Saat itu aku seperti ISIM MUFRAD tunggal sendirian saja...
Seperti kalimat HURUF sendiri tak bermakna...
seperti FI'IL LAAZIM mencintai tak ada yang dicintai.
Tak mau terpuruk dan terdiam.
Aku harus jadi MUBTADA memulai sesuatu..
Menjadi seorang FA’IL yang berawal dari FI'IL.
Namun aku seperti FI’IL MUDHARI’ ALLADZII LAM YATTASHIL BIAAKHIRIHII SYAIUN mencari sesuatu tapi tak bertemu sesuatupun di akhir.
Bertemu denganmu adalah KHABAR MUQADDAM sebuah kabar yang tak disangka.
Aku pun jadi MUBTADA MUAKKHAR perintis yang kesiangan.
Aku mulai dengan sebuah KALAM dari untaian susunan beberapa lafadz.
Yang MUFID terkhusus untuk dirimu dengan penuh mak’na.
Dari sini semua bermula.
Aku dan kamu bagaikan IDHAFAH.
Aku MUDHAF sedang kamu adalah MUDHAF ILAIH nya.
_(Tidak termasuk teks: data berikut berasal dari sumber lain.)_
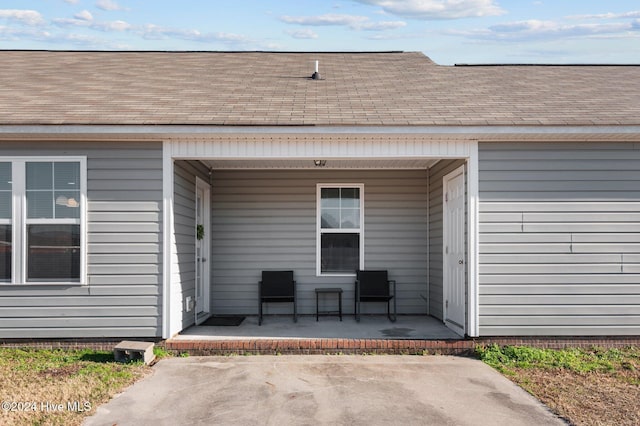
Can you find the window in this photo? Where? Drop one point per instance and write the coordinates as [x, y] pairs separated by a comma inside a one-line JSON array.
[[6, 208], [42, 205], [340, 229]]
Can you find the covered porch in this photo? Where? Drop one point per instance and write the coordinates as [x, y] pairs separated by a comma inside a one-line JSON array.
[[233, 217], [407, 327]]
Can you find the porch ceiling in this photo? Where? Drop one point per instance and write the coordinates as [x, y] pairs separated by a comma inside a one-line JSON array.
[[355, 163]]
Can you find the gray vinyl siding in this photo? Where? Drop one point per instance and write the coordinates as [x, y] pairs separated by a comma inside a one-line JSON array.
[[436, 174], [560, 239], [265, 220], [183, 268], [123, 295]]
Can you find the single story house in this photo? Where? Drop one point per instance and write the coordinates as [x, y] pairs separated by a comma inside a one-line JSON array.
[[141, 192]]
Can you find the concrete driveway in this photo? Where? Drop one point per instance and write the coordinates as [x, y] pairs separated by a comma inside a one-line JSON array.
[[313, 390]]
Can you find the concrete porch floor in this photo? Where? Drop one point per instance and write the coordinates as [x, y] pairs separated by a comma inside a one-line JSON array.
[[407, 327]]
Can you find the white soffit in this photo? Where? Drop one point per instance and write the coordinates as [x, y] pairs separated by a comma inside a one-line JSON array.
[[391, 163]]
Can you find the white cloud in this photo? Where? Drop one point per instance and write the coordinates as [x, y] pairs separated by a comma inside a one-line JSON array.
[[108, 5], [85, 15], [438, 9], [352, 21], [625, 15], [26, 17], [324, 20], [106, 26], [155, 32], [536, 30], [381, 26], [302, 34]]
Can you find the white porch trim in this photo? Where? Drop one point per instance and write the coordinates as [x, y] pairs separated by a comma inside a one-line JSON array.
[[473, 277], [168, 245]]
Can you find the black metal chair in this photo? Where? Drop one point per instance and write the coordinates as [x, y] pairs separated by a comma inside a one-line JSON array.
[[277, 287], [375, 286]]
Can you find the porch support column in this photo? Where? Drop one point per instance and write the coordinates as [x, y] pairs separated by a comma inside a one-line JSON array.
[[473, 241]]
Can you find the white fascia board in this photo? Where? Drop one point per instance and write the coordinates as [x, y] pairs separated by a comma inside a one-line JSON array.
[[172, 130]]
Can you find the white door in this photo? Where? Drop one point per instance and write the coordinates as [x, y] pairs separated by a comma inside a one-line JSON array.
[[203, 242], [454, 267]]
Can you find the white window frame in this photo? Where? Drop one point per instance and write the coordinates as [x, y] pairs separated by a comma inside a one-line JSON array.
[[320, 231], [19, 219]]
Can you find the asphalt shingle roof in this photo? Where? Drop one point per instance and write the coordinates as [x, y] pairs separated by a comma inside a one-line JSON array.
[[258, 88]]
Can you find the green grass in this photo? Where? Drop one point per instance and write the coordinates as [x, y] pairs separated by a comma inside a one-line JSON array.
[[60, 377], [586, 386], [578, 360]]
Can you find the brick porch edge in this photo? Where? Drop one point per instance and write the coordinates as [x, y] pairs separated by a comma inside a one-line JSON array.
[[382, 346], [464, 347]]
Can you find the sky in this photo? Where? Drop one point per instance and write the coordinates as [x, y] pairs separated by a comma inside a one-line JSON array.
[[448, 31]]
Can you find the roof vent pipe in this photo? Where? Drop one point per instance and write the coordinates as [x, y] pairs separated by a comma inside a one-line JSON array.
[[316, 74]]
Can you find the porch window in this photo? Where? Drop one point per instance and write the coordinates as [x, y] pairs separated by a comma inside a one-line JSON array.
[[340, 231], [6, 207], [42, 220]]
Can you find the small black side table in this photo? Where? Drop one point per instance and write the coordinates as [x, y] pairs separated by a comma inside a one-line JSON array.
[[337, 291]]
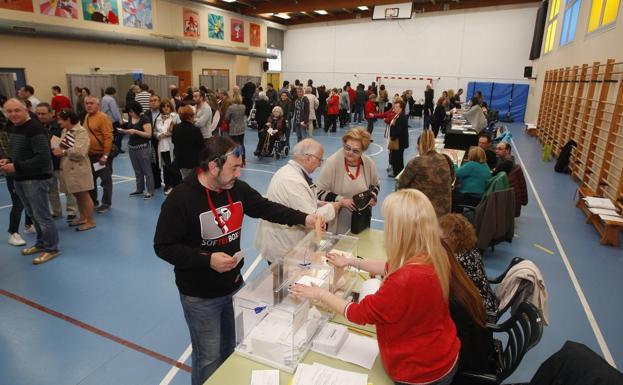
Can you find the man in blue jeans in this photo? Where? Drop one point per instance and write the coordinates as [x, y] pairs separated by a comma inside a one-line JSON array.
[[30, 165], [198, 232]]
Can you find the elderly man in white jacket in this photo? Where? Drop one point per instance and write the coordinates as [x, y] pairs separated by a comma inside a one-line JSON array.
[[292, 186]]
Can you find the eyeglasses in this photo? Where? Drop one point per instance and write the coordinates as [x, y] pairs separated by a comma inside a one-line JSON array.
[[320, 160], [354, 151]]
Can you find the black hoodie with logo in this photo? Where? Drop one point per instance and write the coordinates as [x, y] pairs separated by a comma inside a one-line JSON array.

Sungguh tak bisa dipisahkan.
Cintaku padamu BER I'RAB RAFA’ betul-betul tinggi.
Bertanda DHUMMAH bersatu.
Cinta kita bersatu mencapai derajat yang tinggi.
Saat mengejar cintamu aku cuma ISIM BER I'RAB NASHAB susah payah.
Yang bertanda FATHAH terbuka.
SEHIGGA HANYA DENGAN BERSUSAH PAYAH MAKA CINTA ITU KAN TERBUKA.
Setelah mendapatkan cintamu tak mau aku seperti isim yang KAFDH hina dan rendah.
Bertanda KASRAH terpecah belah.
SEHINGGA JIKA KITA BERPECAH BELAH TAK BERSATU RENDAHLAH DERAJAT CINTA KITA.
Karenanya kan ku jaga CINTA kita layaknya FI'IL BER I'RAB JAZM penuh kepastian.
Bertanda dengan SUKUN ketenangan.
Kan kita gapai cinta yang penuh damai saat semua terikat dengan kepastian tanpa ragu-ragu.
Seperti MUBTADA KHABAR dimana ada MUBTADA pasti ada KHABAR.
Setiap ada kamu pasti ada aku yang selalu mendampingi mu disetiap langkahmu.
Seperti tarkib IDHAFAH dimana MUDHAF dan MUDHAF ILAIH menyebabkan hubungan dan tak boleh DITANWIN karena TANWIN menunjukkan perpisahan.
Hubungan pertalian antara aku dan kamu yang menyebabkan tumbuhnya cintaku.
Seperti ISIM ALAM perasaanku padamu itu menyebabkan adanya NAMA yaitu CINTA.